ALEGORIA DA INAUGURAÇÃO DO POEMA

Aprendo um pouquinho mais todos os dias, visto que a cada nova leitura, ao natural, surgem novas dúvidas, portanto, novos questionamentos. É assim que a Poética vive em mim: nunca dorme, está sempre desperta, porque a sua aparente inutilidade é receptiva aos que a buscam, à conta da veracidade em plenitude como explicação do mundo que nos cerca. Nessa ordem e medida, em meio à inquietação reinante, justo e singelo exsurge o poema.

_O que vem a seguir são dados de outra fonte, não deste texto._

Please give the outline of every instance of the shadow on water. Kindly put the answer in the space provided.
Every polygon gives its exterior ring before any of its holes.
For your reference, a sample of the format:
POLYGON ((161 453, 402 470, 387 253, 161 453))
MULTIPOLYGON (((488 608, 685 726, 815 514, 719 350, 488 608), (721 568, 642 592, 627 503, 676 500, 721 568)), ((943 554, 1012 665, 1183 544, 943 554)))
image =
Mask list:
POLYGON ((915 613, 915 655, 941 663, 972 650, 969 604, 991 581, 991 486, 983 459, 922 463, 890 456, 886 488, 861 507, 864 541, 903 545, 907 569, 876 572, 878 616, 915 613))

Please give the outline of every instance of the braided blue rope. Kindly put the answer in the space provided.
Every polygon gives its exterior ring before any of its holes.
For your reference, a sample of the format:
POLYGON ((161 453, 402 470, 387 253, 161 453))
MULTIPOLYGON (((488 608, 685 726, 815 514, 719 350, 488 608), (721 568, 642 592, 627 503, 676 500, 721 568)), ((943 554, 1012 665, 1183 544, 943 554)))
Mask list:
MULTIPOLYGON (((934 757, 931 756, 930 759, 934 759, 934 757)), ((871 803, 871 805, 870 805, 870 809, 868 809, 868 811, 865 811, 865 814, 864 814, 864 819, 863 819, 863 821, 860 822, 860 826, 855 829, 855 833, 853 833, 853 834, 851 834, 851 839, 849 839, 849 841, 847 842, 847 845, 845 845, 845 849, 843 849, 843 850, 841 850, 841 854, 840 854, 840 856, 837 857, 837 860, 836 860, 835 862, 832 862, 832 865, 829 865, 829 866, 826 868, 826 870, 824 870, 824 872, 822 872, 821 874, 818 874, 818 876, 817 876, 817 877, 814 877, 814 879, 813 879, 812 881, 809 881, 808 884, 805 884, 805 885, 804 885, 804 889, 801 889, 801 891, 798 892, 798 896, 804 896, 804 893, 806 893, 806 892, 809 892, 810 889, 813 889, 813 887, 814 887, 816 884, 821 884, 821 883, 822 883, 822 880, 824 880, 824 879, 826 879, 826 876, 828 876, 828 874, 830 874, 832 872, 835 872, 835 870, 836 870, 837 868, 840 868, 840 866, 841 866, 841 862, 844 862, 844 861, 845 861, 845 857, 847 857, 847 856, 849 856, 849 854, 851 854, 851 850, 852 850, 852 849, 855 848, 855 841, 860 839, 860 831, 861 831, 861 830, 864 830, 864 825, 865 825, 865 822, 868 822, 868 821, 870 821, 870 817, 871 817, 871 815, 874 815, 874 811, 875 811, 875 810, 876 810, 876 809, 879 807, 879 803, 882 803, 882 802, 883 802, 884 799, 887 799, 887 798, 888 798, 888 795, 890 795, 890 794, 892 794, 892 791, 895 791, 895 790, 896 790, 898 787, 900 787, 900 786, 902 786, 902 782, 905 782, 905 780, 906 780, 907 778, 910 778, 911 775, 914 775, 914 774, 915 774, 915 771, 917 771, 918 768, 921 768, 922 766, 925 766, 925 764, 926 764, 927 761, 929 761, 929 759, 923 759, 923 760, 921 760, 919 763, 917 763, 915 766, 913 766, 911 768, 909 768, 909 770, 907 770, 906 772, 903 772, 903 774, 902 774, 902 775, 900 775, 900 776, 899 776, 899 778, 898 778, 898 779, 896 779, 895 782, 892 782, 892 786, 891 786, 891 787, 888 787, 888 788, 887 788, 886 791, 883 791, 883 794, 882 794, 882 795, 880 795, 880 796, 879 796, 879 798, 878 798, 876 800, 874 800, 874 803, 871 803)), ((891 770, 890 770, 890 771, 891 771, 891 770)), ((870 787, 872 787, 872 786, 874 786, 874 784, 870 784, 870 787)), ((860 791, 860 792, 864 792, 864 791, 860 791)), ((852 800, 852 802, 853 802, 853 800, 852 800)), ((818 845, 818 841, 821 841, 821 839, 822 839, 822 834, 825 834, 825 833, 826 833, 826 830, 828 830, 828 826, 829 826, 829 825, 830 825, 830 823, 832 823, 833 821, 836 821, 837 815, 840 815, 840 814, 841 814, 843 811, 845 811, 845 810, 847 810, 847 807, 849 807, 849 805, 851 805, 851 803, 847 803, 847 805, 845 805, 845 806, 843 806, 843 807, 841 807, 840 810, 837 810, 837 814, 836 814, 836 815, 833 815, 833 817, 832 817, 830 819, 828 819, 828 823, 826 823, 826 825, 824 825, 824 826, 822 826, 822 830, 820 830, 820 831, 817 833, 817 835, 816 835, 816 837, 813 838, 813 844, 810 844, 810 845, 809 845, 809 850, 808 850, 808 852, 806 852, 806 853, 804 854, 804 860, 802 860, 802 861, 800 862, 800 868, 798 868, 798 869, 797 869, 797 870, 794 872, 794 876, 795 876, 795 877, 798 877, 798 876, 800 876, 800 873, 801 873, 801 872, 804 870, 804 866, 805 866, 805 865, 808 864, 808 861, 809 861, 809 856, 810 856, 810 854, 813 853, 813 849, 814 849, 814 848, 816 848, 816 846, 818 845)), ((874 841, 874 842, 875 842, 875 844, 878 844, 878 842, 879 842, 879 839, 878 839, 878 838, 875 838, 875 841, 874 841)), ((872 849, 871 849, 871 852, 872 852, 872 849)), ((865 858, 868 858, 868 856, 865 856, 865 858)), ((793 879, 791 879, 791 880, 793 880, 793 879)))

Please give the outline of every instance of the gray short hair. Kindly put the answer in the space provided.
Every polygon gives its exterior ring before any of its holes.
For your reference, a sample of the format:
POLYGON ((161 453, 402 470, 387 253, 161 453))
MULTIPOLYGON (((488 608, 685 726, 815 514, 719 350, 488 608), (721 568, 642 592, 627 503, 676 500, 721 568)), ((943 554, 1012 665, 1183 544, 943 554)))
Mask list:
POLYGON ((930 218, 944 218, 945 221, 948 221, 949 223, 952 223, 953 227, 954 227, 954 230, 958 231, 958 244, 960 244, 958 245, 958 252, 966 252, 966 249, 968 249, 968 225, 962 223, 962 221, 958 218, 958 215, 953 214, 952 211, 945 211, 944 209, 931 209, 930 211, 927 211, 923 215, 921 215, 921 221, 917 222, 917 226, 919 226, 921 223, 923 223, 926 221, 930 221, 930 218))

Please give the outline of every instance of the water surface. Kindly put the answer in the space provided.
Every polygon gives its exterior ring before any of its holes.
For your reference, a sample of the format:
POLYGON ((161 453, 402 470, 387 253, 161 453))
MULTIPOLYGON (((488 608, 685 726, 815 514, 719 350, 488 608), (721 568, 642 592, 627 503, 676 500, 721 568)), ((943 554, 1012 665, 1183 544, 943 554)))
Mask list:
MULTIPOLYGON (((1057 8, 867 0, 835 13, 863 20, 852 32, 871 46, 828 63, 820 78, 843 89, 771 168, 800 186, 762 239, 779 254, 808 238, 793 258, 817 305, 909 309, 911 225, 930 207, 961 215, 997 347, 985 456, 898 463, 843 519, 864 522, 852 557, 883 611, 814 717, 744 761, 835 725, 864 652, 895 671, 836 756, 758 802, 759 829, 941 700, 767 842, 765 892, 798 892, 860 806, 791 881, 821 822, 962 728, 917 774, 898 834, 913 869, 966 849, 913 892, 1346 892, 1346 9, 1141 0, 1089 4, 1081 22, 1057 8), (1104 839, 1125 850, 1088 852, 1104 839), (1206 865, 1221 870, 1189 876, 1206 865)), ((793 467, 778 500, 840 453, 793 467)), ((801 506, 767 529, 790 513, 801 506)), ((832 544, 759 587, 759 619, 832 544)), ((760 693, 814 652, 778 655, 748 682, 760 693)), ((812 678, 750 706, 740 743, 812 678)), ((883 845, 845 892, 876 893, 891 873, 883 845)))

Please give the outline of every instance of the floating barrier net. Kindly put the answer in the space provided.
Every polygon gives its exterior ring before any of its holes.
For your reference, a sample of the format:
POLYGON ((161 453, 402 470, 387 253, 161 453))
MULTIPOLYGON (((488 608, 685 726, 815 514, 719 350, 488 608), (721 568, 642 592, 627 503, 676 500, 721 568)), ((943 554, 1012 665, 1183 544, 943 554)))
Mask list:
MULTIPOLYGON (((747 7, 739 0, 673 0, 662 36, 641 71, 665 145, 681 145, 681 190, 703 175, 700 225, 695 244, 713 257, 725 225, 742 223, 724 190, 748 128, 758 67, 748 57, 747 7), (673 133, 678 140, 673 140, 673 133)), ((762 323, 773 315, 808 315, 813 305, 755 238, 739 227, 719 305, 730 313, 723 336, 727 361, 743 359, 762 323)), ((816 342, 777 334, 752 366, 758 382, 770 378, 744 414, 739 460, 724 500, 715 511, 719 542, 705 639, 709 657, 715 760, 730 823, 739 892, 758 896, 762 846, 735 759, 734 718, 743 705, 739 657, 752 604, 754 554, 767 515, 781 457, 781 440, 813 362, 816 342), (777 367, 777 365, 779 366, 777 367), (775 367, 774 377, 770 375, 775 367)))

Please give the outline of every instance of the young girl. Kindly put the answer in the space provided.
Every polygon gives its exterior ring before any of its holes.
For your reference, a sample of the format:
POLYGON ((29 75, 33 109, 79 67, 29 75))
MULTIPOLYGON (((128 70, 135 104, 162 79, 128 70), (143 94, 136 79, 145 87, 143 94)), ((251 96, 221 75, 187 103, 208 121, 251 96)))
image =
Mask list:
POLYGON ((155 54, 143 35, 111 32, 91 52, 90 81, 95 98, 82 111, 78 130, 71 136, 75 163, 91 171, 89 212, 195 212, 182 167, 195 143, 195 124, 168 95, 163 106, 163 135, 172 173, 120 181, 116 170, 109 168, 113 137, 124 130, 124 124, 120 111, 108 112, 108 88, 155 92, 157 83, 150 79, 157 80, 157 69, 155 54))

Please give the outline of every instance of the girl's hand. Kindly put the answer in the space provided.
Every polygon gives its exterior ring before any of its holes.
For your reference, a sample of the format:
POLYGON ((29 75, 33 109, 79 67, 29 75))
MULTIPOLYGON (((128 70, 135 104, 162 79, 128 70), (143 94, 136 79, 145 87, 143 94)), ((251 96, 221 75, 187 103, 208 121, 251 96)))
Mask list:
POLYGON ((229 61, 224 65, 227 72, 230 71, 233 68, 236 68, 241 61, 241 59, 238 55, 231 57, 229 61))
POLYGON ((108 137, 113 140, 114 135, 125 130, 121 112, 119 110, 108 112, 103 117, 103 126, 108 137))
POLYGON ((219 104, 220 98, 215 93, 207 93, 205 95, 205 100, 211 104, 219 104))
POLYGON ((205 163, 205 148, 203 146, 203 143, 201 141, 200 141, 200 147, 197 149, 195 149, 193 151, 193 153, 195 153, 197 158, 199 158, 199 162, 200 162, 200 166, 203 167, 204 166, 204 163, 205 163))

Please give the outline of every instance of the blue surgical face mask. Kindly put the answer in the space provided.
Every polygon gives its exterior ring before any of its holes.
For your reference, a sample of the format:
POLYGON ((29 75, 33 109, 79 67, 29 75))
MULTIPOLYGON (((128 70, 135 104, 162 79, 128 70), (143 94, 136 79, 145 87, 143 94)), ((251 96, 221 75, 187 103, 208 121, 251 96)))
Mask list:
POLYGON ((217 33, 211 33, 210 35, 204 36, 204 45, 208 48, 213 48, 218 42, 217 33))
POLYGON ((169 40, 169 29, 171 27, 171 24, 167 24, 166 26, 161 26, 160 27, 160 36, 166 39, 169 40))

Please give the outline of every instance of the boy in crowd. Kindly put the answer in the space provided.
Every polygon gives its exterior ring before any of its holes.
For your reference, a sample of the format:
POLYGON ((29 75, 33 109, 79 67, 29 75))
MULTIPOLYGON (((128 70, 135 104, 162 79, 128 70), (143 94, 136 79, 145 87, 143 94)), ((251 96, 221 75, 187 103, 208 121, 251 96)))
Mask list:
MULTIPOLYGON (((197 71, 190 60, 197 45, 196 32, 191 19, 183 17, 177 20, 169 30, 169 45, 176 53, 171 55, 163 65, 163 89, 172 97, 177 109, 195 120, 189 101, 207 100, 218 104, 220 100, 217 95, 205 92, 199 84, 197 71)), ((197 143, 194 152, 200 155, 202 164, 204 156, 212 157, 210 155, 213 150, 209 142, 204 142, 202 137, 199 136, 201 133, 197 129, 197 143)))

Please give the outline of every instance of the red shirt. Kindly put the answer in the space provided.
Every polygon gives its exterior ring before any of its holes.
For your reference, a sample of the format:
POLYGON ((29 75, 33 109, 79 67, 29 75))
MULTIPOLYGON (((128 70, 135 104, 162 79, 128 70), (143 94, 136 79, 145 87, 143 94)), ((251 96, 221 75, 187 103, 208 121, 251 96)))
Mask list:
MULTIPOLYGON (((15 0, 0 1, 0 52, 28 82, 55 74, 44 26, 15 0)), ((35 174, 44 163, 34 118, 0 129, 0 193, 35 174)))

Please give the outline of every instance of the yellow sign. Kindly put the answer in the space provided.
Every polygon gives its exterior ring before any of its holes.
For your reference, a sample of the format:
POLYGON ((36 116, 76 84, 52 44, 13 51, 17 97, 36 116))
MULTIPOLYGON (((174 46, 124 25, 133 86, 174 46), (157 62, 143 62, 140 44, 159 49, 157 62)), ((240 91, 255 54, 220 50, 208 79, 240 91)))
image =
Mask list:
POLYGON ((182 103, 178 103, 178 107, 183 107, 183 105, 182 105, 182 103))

A farsa, a fantasia e o sonho, aliados à intuição e à inventiva, combinam um novo salto de qualidade para o desabrochar dos sentires. Decidem compor um poema pleno de Poesia, bem-falante, voz potente, o arauto de Zeus a proclamar o amor do rei sobre todas as coisas dispostas no mundo, com olhos bichados de espanto, a vertente a descoberto, águas incontidas, um salto sobre as pedras, uma cascata ronronante, uma cachoeira que se despenca, um torvelinho de águas e ventos, o rio copioso de correntezas, de apreciável profundidade. No mais, de súbito, aparecidas musas nuas, todas elas, mergulham e se afogam de ventos, de frio, de temores e medos. De repente, pálida e toda molhada, uma das que se cria finada por falta de ar para respirar, agarrada a uma raiz fininha, começa a recitar, humildemente, um poema à Ave Maria. E o fim de tarde medonho cobriu-se de noite e se desfez em silêncios. E a nobreza de Zeus de nada ficou ciente, porque assim é que o mistério se apresenta e se consome.

MONCKS, Joaquim. POESIA A CÉU ABERTO. Obra inédita, 2020.